I played a little with Nessus 2.1.3 since I am very interested in the local security checks feature.
I installed Nessus on a Linux Mandrake 10.0 machine, and used it to scan another Mandrake 10.0 system.
After a few tests, I noticed that the ssh_get_info.nasl plugin wouldn't work when netstat scanner was enabled. I investigated the matter a bit, and I found that the problem seems to lie with the shared socket secret/ssh/socket, which is not released by the netstat scanner plugin.
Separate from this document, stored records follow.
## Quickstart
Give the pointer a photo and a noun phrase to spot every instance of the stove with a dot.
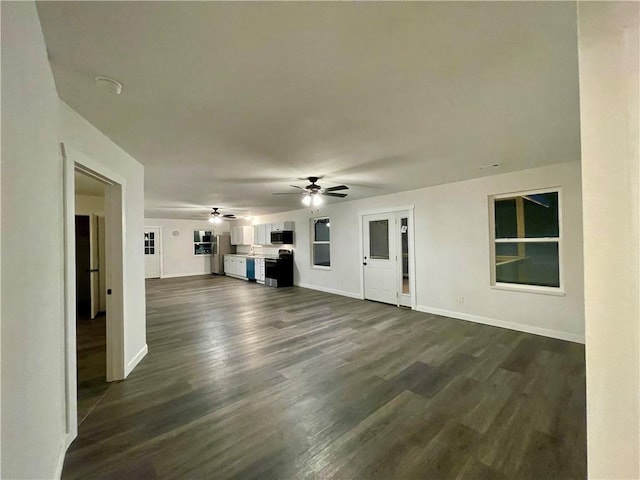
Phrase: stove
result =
(279, 271)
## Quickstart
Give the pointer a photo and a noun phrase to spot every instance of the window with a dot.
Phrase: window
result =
(149, 243)
(202, 242)
(321, 243)
(526, 239)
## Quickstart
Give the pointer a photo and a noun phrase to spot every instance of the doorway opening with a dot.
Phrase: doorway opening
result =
(91, 302)
(106, 283)
(387, 261)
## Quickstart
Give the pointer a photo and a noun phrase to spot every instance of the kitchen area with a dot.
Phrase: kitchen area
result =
(240, 254)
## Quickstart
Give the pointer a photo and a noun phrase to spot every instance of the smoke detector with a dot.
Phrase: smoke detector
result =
(109, 85)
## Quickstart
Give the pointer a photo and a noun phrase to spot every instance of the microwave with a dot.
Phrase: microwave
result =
(282, 237)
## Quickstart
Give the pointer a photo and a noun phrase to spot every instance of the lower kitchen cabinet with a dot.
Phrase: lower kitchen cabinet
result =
(235, 266)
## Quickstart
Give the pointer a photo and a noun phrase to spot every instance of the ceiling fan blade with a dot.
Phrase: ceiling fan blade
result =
(339, 187)
(340, 195)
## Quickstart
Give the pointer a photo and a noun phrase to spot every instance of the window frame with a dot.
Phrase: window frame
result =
(193, 251)
(314, 242)
(517, 287)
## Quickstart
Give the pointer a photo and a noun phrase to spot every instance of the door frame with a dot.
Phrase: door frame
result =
(115, 240)
(159, 248)
(412, 264)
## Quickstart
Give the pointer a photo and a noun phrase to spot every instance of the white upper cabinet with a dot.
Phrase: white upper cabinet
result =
(260, 234)
(242, 235)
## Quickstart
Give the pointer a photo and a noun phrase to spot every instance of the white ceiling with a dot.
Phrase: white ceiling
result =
(86, 185)
(226, 103)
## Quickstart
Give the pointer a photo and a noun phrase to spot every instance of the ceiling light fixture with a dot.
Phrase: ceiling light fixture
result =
(109, 85)
(490, 166)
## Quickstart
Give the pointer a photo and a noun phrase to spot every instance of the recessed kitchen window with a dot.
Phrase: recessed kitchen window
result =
(526, 239)
(321, 242)
(202, 242)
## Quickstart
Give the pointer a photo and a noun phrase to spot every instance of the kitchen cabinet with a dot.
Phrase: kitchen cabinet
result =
(242, 235)
(259, 270)
(260, 235)
(235, 266)
(268, 228)
(277, 227)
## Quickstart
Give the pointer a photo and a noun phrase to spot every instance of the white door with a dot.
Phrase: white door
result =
(94, 262)
(151, 252)
(403, 237)
(380, 258)
(102, 262)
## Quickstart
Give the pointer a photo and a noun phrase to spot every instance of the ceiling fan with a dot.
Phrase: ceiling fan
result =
(311, 193)
(216, 216)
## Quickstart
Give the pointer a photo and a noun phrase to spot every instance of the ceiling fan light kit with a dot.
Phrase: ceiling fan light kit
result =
(312, 193)
(216, 216)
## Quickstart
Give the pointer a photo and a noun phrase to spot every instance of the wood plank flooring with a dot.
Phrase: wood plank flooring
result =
(246, 381)
(91, 336)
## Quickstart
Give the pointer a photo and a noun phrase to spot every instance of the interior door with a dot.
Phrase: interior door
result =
(405, 294)
(94, 262)
(380, 258)
(102, 262)
(151, 252)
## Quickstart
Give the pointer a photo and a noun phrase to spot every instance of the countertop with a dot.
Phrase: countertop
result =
(246, 255)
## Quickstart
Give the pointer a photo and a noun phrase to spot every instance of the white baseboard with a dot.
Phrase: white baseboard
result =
(62, 452)
(191, 274)
(330, 290)
(545, 332)
(136, 360)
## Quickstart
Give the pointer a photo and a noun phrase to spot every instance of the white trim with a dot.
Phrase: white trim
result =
(412, 251)
(176, 275)
(523, 193)
(519, 327)
(386, 210)
(333, 291)
(528, 240)
(320, 267)
(62, 453)
(68, 212)
(559, 291)
(115, 208)
(312, 236)
(136, 359)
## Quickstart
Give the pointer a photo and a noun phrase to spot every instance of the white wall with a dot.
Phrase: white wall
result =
(609, 100)
(178, 259)
(88, 204)
(452, 251)
(33, 409)
(87, 145)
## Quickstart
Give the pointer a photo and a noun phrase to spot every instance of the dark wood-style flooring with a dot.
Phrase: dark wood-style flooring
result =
(246, 381)
(91, 346)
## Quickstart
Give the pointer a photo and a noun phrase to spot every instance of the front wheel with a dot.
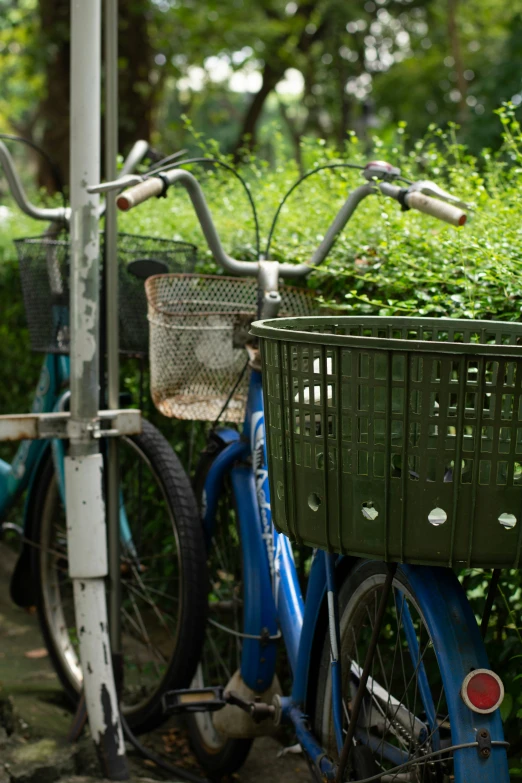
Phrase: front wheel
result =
(163, 577)
(405, 715)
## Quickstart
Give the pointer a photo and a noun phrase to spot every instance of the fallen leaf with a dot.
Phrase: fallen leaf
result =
(40, 652)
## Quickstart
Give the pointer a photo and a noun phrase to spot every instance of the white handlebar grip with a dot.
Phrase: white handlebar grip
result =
(139, 193)
(436, 208)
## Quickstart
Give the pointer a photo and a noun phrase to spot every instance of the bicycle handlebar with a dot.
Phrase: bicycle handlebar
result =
(408, 197)
(55, 214)
(436, 208)
(60, 215)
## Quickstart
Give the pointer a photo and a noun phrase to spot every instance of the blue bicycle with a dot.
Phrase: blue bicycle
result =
(387, 677)
(162, 557)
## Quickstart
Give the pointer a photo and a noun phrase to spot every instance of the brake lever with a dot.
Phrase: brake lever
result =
(117, 184)
(429, 188)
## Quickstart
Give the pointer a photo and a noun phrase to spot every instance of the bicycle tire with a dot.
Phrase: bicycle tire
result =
(217, 755)
(179, 652)
(381, 720)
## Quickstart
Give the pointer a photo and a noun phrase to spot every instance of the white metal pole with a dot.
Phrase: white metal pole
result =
(86, 528)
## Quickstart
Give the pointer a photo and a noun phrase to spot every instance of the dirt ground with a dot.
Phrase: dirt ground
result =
(35, 719)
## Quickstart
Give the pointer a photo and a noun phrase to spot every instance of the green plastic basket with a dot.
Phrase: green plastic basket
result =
(396, 438)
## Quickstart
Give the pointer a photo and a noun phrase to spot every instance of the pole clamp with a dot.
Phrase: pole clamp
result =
(484, 743)
(60, 425)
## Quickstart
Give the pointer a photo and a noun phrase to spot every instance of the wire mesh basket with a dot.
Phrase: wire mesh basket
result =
(198, 328)
(44, 273)
(396, 438)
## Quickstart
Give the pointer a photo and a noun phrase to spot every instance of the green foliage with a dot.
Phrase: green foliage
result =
(387, 262)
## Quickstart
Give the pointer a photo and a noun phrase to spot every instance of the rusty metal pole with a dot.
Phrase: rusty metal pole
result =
(86, 528)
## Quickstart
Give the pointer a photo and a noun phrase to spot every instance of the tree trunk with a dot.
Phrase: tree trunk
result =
(247, 136)
(137, 92)
(53, 112)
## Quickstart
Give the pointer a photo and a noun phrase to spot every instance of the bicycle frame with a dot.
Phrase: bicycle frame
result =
(20, 475)
(272, 598)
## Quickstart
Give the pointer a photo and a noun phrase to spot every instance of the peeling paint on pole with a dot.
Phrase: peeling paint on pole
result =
(86, 529)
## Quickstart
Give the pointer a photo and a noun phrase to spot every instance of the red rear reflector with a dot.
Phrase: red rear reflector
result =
(482, 691)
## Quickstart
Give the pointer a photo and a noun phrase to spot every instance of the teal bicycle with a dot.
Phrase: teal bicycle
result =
(162, 558)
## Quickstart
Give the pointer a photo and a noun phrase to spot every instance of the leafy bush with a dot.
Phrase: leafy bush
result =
(387, 262)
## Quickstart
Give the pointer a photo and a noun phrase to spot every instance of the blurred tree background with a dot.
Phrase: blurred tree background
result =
(234, 67)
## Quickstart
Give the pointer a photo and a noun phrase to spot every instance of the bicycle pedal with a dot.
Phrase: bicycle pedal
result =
(193, 700)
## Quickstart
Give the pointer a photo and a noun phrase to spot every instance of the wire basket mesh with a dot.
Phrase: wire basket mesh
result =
(198, 329)
(44, 273)
(396, 438)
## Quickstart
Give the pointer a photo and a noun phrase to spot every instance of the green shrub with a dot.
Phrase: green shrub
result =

If I disable netstat scanner, ssh_get_info.nasl is able to acquire the shared socket (but it too seems to forget to release it!).
Here's the relevant info taken from nessusd.messages:
with netstat scanner enabled:
...
[Mon Sep 20 15:40:32 2004][23672] launching netstat_portscan.nasl [23676]
[Mon Sep 20 15:40:32 2004][23672] shared_socket: Process 23676 creates a socket - Secret/SSH/socket
[Mon Sep 20 15:40:33 2004][23672] netstat_portscan.nasl (process 23676) finished its job in 0.609 seconds
[Mon Sep 20 15:40:33 2004][23672] shared_socket: Process 23676 forgot to release a shared socket!
...
[Mon Sep 20 15:41:18 2004][23672] launching ssh_get_info.nasl [24075]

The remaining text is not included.